Job Description
We’re looking for a Machine Learning Engineer with a deep focus on optimizing models for real-world performance and deploying them on resource-constrained environments. You won’t just train models—you’ll figure out how to squeeze every drop of performance out of them for low-latency inference, quantization, pruning, and edge deployment scenarios.
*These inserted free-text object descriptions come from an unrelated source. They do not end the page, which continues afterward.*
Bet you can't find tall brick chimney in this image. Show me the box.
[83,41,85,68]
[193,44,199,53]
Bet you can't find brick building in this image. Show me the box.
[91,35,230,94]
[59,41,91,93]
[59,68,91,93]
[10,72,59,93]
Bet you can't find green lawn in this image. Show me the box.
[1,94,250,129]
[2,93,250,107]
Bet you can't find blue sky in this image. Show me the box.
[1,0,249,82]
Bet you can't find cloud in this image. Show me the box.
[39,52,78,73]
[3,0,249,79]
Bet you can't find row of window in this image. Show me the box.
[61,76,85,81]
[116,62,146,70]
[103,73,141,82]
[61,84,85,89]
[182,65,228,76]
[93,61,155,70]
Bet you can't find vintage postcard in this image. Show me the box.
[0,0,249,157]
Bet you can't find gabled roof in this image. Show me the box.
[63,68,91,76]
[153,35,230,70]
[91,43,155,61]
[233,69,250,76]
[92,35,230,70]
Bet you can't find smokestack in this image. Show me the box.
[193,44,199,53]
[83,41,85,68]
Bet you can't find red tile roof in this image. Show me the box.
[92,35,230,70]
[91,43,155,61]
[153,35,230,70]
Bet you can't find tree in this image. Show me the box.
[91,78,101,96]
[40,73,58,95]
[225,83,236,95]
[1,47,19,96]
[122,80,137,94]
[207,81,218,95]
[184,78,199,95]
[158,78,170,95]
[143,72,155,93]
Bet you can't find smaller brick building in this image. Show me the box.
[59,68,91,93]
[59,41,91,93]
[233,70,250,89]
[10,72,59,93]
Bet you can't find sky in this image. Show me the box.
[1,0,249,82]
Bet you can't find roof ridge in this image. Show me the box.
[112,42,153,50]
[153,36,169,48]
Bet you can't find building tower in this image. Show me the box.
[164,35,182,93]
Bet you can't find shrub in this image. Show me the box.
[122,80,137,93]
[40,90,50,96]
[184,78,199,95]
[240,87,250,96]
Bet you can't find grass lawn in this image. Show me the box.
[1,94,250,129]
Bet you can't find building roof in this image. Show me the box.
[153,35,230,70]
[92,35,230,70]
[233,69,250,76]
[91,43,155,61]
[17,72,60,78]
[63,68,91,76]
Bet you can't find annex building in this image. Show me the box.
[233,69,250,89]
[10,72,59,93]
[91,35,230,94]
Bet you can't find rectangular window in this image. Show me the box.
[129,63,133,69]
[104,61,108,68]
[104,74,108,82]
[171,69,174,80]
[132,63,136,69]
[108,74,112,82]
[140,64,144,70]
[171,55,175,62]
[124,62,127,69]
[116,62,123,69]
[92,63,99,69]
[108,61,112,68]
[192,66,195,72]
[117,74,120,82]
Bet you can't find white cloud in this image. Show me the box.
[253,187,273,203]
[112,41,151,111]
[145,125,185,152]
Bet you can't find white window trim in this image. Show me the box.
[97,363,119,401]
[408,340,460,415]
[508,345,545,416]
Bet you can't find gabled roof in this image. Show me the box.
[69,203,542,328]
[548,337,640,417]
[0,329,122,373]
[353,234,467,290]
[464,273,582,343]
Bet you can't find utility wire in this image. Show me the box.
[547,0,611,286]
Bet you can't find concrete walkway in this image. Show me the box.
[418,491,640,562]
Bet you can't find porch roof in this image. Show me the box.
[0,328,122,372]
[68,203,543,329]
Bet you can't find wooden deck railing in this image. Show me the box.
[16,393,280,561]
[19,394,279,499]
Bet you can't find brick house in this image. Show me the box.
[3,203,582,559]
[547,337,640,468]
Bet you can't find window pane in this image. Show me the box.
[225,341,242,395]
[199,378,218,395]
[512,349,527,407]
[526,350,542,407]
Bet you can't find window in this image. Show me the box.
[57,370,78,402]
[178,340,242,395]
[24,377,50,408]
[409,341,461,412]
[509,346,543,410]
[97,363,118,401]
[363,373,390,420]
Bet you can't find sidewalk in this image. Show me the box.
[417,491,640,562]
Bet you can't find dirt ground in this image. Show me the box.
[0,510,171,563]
This role is ideal for someone who understands both theory and systems, and can bridge the gap between cutting-edge research and stable, scalable production.
What You’ll Do
- Optimize model architectures for inference efficiency (e.g., using quantization-aware training, structured pruning, tensor decomposition techniques).
- Build pipelines for automatic benchmarking of models across CPU, GPU, and mobile chipsets (e.g., Qualcomm, Apple Neural Engine).
- Develop conversion workflows using tools like ONNX, TensorRT, Core ML, and TFLite for cross-platform compatibility.
- Collaborate closely with embedded systems engineers and data pipeline teams to make ML models production-ready.
- Profile inference bottlenecks using tools like Nsight Systems, PyTorch Profiler, and Perfetto, then implement strategies to minimize compute and memory overhead.
- Evaluate and implement distillation strategies for large language models and vision models under tight performance constraints.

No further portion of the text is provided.